What She Knew by Gilly Macmillan

What She Knew is a serviceable thriller, which ultimately muddles around too much to pack a powerful punch. Sure to touch a nerve with parents, it follows the disappearance of seven-year-old Ben, who runs ahead one day in the woods, only to vanish entirely.

Mother Rachel is understandably distraught, but as a narrator seems far too preoccupied with her public persona for my liking. Certainly, it must be hard to have an entire nation convinced you’ve offed your beloved offspring, but is this really something that would register significantly with a child still missing?

Readers are presented with any number of suspects – could Ben have been taken by his father and new stepmother? The beloved aunt who has always wanted a son of her own? Perhaps the unnerving classroom assistant who sets the police on edge? The ultimate solution proved satisfyingly surprising, but I would have liked to have spent more time with the perpetrator to better understand their motives.

Half the plot is told from the POV of Detective Inspector Clemo, who is largely a blank canvass with daddy/girlfriend/anger issues. A fairly large portion of the story involves an internal media leak, which I don’t feel added much to the overall tension or plot.

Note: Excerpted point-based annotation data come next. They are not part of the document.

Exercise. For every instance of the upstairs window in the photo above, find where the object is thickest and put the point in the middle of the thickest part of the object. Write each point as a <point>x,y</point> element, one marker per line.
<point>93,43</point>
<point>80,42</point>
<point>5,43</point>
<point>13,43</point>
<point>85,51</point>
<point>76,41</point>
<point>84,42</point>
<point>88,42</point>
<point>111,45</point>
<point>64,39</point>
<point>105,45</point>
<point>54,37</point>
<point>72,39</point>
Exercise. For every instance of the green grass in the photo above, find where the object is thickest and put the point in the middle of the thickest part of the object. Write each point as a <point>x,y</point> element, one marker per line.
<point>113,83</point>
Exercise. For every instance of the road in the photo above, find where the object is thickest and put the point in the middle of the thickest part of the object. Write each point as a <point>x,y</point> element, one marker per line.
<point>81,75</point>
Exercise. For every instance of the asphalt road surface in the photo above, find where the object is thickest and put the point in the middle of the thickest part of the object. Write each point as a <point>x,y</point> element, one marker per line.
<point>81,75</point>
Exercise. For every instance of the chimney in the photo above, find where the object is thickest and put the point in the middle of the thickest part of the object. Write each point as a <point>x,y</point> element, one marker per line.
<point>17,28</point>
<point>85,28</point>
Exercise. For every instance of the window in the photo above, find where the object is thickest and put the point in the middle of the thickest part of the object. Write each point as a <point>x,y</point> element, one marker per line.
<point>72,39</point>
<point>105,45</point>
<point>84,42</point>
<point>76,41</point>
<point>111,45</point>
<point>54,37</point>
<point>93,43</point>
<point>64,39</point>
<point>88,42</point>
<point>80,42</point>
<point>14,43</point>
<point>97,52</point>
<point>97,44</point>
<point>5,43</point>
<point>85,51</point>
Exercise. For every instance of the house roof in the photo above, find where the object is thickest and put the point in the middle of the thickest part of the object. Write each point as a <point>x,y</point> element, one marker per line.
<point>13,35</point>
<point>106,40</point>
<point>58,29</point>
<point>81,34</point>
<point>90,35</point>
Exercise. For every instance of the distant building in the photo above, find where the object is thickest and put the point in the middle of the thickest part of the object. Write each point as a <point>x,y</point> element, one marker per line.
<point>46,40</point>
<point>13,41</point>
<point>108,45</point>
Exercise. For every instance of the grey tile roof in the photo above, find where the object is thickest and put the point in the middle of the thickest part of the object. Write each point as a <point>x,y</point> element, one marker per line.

For the most part, I enjoyed What She Knew while I was reading it, but it has proven forgettable since (I’m writing this review a couple of weeks after finishing, and had to look up all the main characters’ names, which is never a great sign!). I was at least going to offer it a great big round of applause for being decent female-driven thriller that doesn’t compare itself to Gone Girl or The Girl on the Train, except then I saw:

In her enthralling debut, Gilly Macmillan explores a mother’s search for her missing son, weaving a taut psychological thriller as gripping and skillful as The Girl on the Train and The Guilty One.